Place the sections that best support your target role near the top. Reverse chronological order within each section helps readers see your most recent work first.

3. Write about impact, not just duties

Listing job titles alone tells a hiring manager very little. Combine action verbs with what you did and the result wherever possible.

For each bullet point, aim for specificity: scope, tools, stakeholders, and outcomes beat vague responsibility lists every time.

  • Led cross-functional initiatives that improved workflow efficiency by 18% across two departments
  • Managed vendor relationships and reduced processing time while maintaining compliance standards
  • Mentored junior team members and documented SOPs used by the wider group

4. Tailor, review, and save as a PDF

Before you submit, confirm your resume reflects what matters most for the registered nurse roles you are targeting.

Read it aloud — if anything sounds stiff, vague, or exaggerated, rewrite it. Ask a colleague or mentor to review it, then export as PDF and verify the layout holds.

What should I include on a registered nurse resume?

Cover six core areas: contact information, professional summary, skills, work experience, education, and certifications or awards when they strengthen your candidacy.

For medical roles, emphasize achievements that map to the job description — not every task you have ever performed.

  • Contact information: name, phone, professional email, and city/state
  • Summary: two to four lines focused on your value proposition
  • Experience: role, employer, dates, and impact-focused bullets
  • Skills: role-specific tools, methods, and soft skills backed by examples

How is a registered nurse resume different from a generic resume?

A registered nurse resume is written for hiring managers in medical. Its goal is to show relevant expertise quickly, with language and metrics those readers expect.

Generic resumes spread attention across unrelated experience. Role-specific resumes prioritize depth in the areas that matter most for the position.

Does my resume need to be one page?

For most candidates, one page is the right target — especially early in your career. If you have 10+ years of directly relevant experience, two pages can work when every line earns its place.

When in doubt, cut older or less relevant details rather than shrinking fonts or margins.

Best tips for writing a compelling registered nurse resume

Use action verbs, quantify results where you can, and mirror keywords from the job posting without keyword stuffing.

  • Start bullets with verbs that reflect decisions: led, built, improved, delivered, analyzed
  • Quantify scope: team size, budget, volume, percentage improvements, timelines
  • Prioritize recent, relevant experience over exhaustive history
  • Keep formatting consistent and export as PDF

Common mistakes to avoid

These errors make otherwise strong candidates harder to evaluate.

  • Using vague phrases like “helped with” or “responsible for” without context
  • Including outdated roles that no longer support your target position
  • Inconsistent fonts, spacing, or alignment
  • Submitting Word files instead of PDFs
  • Exaggerating titles or accomplishments you cannot discuss in an interview

Frequently asked questions

Should I use a template for a registered nurse resume?

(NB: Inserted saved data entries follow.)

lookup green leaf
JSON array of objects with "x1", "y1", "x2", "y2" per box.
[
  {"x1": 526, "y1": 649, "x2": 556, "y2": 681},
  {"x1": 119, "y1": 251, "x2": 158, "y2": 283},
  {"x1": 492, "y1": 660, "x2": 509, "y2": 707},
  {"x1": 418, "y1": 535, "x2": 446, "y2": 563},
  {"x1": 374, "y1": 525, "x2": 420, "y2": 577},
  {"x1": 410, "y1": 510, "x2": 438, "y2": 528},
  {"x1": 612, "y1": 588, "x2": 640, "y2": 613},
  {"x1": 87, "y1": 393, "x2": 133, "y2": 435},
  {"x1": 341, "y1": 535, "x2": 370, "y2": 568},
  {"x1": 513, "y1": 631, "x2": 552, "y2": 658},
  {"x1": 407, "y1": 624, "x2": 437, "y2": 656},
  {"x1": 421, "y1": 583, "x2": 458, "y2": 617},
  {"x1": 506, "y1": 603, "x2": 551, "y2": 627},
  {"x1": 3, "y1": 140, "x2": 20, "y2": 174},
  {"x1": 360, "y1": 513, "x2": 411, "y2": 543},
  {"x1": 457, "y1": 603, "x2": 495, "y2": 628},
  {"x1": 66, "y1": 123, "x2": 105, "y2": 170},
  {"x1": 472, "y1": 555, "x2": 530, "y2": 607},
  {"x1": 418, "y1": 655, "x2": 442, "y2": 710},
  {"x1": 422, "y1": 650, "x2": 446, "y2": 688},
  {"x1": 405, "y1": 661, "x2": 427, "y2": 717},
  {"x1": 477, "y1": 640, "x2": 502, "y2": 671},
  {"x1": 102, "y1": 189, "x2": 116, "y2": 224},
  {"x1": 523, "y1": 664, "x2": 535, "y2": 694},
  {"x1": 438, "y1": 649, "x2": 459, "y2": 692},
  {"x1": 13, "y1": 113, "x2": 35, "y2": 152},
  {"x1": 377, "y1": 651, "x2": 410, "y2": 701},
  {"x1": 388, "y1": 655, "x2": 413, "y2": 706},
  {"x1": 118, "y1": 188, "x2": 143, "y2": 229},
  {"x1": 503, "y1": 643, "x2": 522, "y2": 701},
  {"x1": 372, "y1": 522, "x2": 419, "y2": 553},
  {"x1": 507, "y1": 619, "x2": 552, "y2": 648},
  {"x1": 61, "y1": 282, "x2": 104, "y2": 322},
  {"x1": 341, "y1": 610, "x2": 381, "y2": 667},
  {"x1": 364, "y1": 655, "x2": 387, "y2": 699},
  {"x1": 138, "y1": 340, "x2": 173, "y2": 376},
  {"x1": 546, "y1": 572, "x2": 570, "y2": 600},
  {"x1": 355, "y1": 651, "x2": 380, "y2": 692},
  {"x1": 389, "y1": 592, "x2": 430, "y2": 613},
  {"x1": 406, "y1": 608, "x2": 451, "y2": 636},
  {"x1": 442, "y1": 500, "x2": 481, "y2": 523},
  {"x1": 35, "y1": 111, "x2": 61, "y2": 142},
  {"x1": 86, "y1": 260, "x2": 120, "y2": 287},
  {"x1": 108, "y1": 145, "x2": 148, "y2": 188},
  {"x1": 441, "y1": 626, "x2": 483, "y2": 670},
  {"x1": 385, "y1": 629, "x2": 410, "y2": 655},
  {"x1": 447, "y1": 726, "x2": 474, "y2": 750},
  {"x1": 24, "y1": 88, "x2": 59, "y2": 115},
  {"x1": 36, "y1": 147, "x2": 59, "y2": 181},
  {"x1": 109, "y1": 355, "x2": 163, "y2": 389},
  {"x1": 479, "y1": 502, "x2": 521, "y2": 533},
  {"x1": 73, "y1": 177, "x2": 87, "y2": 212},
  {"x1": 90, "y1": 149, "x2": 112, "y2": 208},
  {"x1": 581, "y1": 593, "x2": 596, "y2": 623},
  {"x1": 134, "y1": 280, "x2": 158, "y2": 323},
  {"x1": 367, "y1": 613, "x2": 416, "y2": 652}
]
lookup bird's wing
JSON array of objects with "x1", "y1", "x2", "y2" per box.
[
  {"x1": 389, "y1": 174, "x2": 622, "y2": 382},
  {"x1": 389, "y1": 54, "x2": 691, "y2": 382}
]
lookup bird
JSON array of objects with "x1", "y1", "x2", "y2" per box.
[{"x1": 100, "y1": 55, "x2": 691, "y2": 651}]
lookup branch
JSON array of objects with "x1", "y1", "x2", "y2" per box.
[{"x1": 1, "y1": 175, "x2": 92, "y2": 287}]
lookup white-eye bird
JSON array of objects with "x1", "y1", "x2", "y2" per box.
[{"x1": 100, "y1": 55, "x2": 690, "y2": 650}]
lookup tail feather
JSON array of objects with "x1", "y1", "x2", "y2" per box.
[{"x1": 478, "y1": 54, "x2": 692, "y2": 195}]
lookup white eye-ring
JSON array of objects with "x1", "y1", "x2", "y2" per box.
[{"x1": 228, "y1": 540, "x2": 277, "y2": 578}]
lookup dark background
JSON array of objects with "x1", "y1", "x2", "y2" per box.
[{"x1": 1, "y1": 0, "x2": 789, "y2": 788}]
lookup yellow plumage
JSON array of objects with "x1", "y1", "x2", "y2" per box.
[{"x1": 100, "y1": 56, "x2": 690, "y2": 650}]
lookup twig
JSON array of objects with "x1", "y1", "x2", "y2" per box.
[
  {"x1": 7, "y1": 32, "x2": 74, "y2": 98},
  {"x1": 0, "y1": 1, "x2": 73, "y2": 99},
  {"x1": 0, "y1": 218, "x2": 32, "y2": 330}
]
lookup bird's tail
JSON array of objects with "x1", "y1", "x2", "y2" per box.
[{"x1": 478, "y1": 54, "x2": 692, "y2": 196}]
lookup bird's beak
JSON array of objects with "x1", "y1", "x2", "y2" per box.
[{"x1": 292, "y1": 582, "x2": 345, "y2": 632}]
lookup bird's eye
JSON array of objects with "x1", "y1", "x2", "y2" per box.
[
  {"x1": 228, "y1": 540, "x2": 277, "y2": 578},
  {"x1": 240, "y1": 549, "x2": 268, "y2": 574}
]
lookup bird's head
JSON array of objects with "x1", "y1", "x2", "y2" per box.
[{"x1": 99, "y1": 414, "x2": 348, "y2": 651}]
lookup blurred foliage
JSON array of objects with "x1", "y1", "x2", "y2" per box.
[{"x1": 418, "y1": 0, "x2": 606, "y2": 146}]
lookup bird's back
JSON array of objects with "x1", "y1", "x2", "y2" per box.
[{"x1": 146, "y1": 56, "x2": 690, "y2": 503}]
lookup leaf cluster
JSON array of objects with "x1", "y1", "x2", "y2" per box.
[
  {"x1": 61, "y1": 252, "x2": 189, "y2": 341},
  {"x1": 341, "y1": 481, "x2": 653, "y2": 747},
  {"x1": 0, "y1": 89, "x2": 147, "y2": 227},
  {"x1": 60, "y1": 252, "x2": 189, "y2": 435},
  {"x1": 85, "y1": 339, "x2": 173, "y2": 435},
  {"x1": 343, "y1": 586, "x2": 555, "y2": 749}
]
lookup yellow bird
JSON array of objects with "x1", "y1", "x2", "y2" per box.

Yes. A clean, ATS-friendly template helps you focus on content while keeping sections organized. Avoid layouts with heavy graphics or multiple columns that parsers struggle to read.

Can I reuse the same resume for every application?

You can reuse a base version, but you should tailor the summary, skills, and top bullets to each job description. Small customizations often improve response rates.

Do I need a cover letter with my resume?

When employers ask for one, treat it as required. Even when optional, a concise cover letter can explain career transitions and highlight your strongest fit for the role.

How long should a registered nurse resume be?

One page is standard for most applicants. Two pages is acceptable when you have extensive directly relevant experience and every section adds value.

Should I include references on my resume?

No. Use the space for accomplishments instead. Provide references when requested later in the process.